In this sample, depression was independently associated with decreased physical activity after accounting for the association between physical activity and obesity. This observation is, of course, consistent with causal mechanisms in either direction: depression causing obesity or obesity causing depression. In the former scenario, depression may lead do decreased physical activity and subsequently to weight gain. In the latter scenario, decreased physical activity associated with obesity might contribute to depressed mood. In either case, however, our data suggest that physical activity level is a potential mediator of this relationship.

Depression was strongly associated with increased caloric intake among the obese, but we observed no association among those with BMI less than 30. This may reflect population subgroups experiencing different effects of depression on appetite or weight. Depression may be associated with either increased or decreased appetite. Increased appetite associated with depression tends to be consistent across episodes 45 46 (although this is not a universal finding 59). Again, our findings suggest that increased caloric intake is a potential mediator of the relationship between obesity and depression.
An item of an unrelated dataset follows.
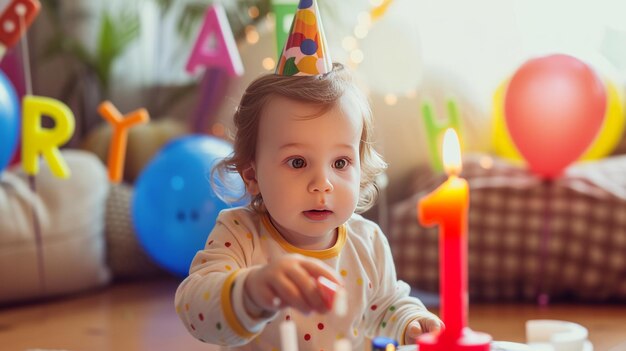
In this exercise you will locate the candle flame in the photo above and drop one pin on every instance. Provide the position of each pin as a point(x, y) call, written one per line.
point(451, 152)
Body dissatisfaction was also associated with depression after accounting for the relationship between body satisfaction and BMI. This finding is consistent with the hypothesis that obesity contributes to depression by way of stigmatization and reduced self-esteem 13.
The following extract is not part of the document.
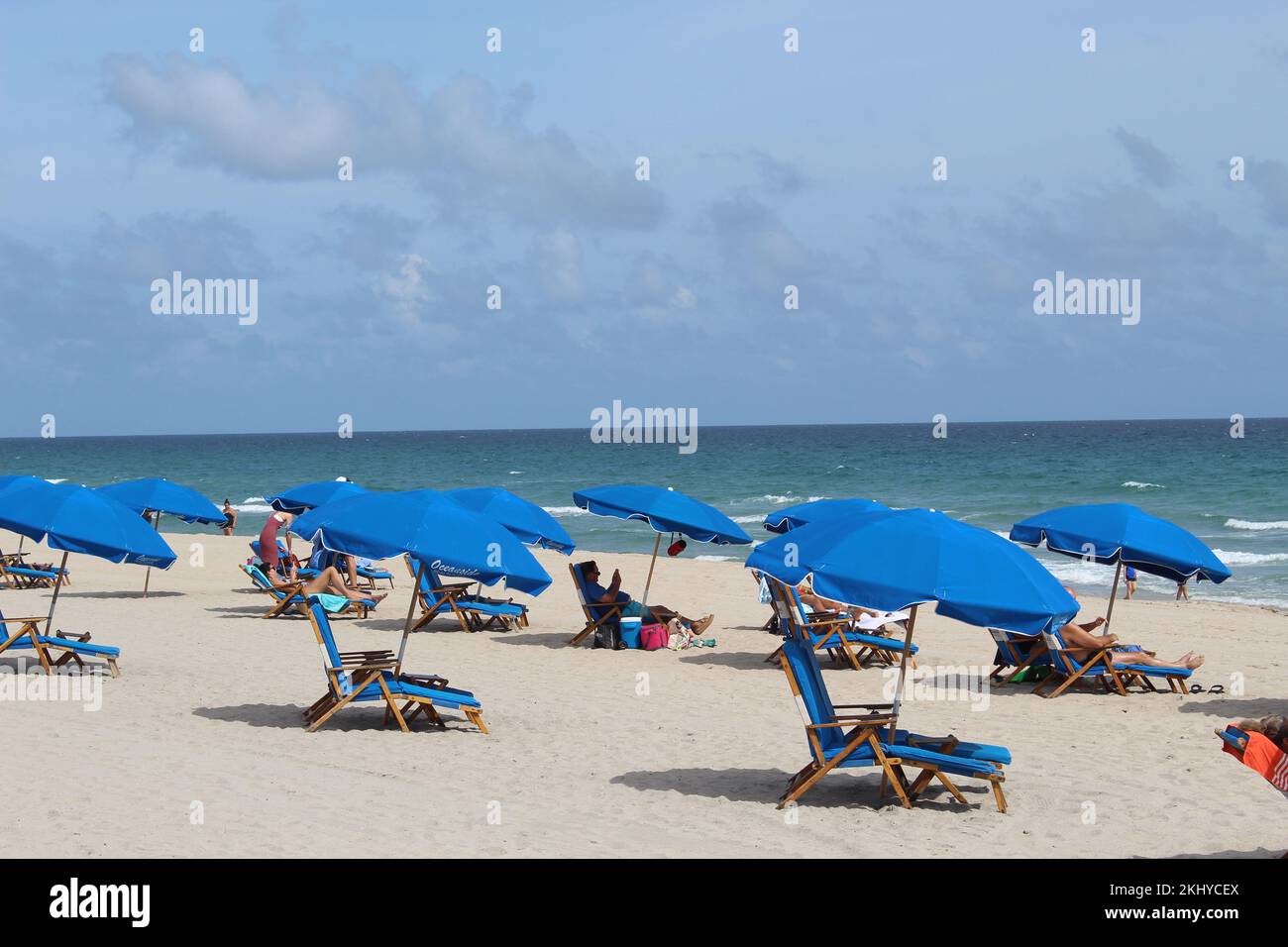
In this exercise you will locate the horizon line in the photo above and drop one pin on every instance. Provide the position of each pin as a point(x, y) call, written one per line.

This cross-sectional study cannot, of course, clearly establish either the direction of the causal relationship between obesity and depression or the mechanism of that relationship. Our findings do, however, suggest that the relationship probably involves multiple mechanisms including decreased physical activity, increased caloric intake, and negative body image.

To illustrate the public health importance of the relationship between obesity and depression, we can examine the population attributable fraction, the proportion of any disease attributable to its association with a particular risk factor. By this measure, we estimate that 33% of the risk of depression in this population could be attributable to its association with obesity or that 9% of the risk of obesity could be attributable to its association with depression. These calculations do not, of course, demonstrate a causal relationship. They simply illustrate the significance of a strong association between two common health conditions. As alternative indicators of public health importance, we point out the extremely high rates of comorbidity at the extremes of depression and obesity. Those with BMI of 35 or more (a conventional threshold for morbid obesity) had a 26% prevalence of clinically significant depressive symptoms. Those with PHQ scores of 15 or more (indicating more severe depression) had a 58% prevalence of obesity.
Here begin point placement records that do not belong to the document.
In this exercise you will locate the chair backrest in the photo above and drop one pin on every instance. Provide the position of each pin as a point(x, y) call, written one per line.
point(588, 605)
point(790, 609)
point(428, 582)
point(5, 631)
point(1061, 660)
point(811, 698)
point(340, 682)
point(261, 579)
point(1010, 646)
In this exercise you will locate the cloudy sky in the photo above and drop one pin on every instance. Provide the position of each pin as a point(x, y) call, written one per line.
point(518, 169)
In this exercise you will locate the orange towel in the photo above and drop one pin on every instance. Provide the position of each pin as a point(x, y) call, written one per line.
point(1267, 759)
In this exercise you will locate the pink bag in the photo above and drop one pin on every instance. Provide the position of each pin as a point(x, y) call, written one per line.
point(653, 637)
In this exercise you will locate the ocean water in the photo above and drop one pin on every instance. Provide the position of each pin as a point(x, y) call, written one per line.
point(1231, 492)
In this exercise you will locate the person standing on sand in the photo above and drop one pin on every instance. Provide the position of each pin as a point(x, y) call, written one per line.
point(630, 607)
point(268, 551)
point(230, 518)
Among middle-aged women, obesity is strongly associated with depression. This association is consistent across demographic groups and is not explained by confounding effects of age, race, marital status, educational attainment, tobacco use, or antidepressant use. Depression is associated with significantly lower physical activity levels and, among the obese, higher caloric intake. Public health approaches to reducing the burden of obesity or depression must consider the strong association between these two common conditions.


Supported by NIMH grant R01 MH068127. The funder had no role in design and conduct of the study; collection, management, analysis, and interpretation of the data; and preparation, review, or approval of the manuscript. Dr. Simon had full access to all the data in the study and takes responsibility for the integrity of the data and the accuracy of the data analysis.